USA: 9 stanów w dniu wyborów głosowało ws. legalizacji marihuany
• Podczas wyborów prezydenckich w USA głosowano również ws. legalizacji marihuany
• W 5 stanach (Arizona, Kalifornia, Maine, Massachusetts, Nevada) głosowano za pełną legalizacją
• W 4 stanach (Arkansas, Floryda, Montana, Północna Dakota) za prawem do stosowania marihuany w celach medycznych
W trakcie wyborów prezydenckich w dziewięciu stanach przeprowadzono również głosowania ws. zniesienia restrykcji dotyczących używania i uprawiania marihuany.
Już we wtorek wieczorem pięć stanów może całkowicie zalegalizować trawkę. W wyniku takiej zmiany aż ćwierć populacji Stanów Zjednoczonych będzie mogła używać w pełni legalnie marihuany – stany zaś skorzystają na legalizacji dzięki wpływom z podatków.
Zwolennicy legalizacji marihuany uważają, że wieczór wyborczy może okazać się przełomowy dla ich ruchu. - To najważniejszy dzień w historii ruchów popierających prawo do używania marihuany – twierdzi Tom Angell, przewodniczący Marijuana Majority.
Jednym z koronnych przykładów popierających legalizację jest stan Kolorado. Chęć zmiany prawa spotykała się tam z dużym oporem i wizjami olbrzymiego wzrostu przestępczości. Po ponad dwóch latach od legalizacji jednak kryminalne statystyki nie uległy większym zmianom.
Część stanów podjęła głosowanie w sprawie pełnego dostępu do marihuany (możliwości posiadania, używania i produkowania), inne wyłącznie za pozwoleniem stosowania marihuany w celach leczniczych.
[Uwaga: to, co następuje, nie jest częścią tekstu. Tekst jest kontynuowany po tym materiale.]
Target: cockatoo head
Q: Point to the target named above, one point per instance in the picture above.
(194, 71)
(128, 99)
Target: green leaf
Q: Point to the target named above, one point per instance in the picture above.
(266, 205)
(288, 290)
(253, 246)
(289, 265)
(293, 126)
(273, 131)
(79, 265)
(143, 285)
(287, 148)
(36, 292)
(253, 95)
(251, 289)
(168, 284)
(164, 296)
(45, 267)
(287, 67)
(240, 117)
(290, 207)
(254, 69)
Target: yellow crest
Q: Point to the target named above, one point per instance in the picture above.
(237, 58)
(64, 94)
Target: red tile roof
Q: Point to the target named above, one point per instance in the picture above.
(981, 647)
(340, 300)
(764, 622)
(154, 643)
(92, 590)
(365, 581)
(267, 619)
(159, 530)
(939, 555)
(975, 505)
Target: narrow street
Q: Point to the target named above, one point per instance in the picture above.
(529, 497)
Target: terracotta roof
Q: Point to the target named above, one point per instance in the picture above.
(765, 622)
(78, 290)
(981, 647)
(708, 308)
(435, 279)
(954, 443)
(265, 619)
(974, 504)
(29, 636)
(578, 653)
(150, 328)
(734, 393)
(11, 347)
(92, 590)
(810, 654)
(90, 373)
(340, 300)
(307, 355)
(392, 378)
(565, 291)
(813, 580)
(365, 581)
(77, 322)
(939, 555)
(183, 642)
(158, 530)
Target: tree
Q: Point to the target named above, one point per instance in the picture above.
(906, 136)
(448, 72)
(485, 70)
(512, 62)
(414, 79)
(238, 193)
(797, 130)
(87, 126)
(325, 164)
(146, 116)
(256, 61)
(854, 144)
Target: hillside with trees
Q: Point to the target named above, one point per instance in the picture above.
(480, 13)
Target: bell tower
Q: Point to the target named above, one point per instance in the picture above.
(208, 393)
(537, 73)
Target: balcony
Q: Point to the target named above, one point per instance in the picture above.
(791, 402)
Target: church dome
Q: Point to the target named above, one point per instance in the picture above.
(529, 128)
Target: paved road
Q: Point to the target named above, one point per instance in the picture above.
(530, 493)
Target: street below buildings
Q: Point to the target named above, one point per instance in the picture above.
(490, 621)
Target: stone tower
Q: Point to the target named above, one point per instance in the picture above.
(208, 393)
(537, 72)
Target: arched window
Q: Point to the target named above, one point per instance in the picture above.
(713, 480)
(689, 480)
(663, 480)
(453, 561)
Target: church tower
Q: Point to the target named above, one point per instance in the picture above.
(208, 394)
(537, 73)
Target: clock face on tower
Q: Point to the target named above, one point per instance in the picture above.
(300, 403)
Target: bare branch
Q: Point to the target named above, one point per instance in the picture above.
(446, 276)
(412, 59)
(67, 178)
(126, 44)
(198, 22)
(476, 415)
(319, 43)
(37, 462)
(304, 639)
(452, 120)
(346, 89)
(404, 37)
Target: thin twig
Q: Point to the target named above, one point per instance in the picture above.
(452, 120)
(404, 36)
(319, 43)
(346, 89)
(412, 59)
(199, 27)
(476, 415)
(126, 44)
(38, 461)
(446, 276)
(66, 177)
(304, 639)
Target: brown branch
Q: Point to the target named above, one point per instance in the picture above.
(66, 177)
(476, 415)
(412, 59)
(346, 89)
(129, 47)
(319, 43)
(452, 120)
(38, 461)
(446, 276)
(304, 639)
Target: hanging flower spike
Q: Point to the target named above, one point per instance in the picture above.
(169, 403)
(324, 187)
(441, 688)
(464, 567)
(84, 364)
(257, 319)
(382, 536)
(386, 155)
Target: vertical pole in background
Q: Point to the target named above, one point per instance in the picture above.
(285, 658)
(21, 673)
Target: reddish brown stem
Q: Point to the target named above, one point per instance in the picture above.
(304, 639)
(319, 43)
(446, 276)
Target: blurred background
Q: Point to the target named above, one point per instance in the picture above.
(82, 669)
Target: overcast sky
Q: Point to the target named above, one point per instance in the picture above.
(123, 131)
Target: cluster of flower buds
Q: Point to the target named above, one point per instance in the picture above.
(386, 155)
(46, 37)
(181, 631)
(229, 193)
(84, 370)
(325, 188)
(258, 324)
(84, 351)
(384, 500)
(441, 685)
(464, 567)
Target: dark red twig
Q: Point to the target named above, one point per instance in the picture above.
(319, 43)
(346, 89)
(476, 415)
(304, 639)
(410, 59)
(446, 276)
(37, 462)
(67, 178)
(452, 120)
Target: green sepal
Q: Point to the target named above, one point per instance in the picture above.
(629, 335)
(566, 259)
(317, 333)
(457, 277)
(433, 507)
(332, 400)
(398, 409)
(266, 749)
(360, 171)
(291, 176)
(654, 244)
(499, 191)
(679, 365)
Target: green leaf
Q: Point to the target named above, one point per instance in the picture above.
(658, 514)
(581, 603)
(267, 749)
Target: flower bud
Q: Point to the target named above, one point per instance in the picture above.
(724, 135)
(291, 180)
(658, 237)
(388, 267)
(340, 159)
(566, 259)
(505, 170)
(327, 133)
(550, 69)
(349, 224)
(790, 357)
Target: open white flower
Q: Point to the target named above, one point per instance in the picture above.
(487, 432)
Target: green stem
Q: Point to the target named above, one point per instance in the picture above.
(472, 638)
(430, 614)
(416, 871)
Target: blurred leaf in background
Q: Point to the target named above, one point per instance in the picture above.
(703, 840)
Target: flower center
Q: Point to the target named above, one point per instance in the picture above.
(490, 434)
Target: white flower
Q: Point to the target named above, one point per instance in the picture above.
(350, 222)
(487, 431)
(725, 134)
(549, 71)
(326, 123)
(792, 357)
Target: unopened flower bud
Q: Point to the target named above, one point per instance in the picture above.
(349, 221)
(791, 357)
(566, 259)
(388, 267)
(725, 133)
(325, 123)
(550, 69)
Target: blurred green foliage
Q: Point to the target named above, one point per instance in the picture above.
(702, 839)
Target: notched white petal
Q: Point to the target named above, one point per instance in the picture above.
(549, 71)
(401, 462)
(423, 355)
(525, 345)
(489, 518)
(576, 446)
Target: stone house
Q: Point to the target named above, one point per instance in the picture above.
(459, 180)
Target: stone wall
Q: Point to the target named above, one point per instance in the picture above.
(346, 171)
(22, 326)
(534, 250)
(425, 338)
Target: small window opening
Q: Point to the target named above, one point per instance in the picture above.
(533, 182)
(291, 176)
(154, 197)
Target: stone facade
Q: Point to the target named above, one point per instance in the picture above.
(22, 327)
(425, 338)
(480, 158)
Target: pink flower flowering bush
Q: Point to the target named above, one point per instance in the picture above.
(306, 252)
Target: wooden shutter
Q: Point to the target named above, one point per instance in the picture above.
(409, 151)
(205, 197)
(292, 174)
Za lub przeciw wprowadzeniu prawa do tzw. rekreacyjnego posiadania głosowali wyborcy w Arizonie, Kalifornii, Maine, Massachusetts i Nevadzie. Z kolei za potencjalnym dopuszczeniem stosowania marihuany w celach leczniczych decydowano w Arkansas, Florydzie, Montanie i Północnej Dakocie.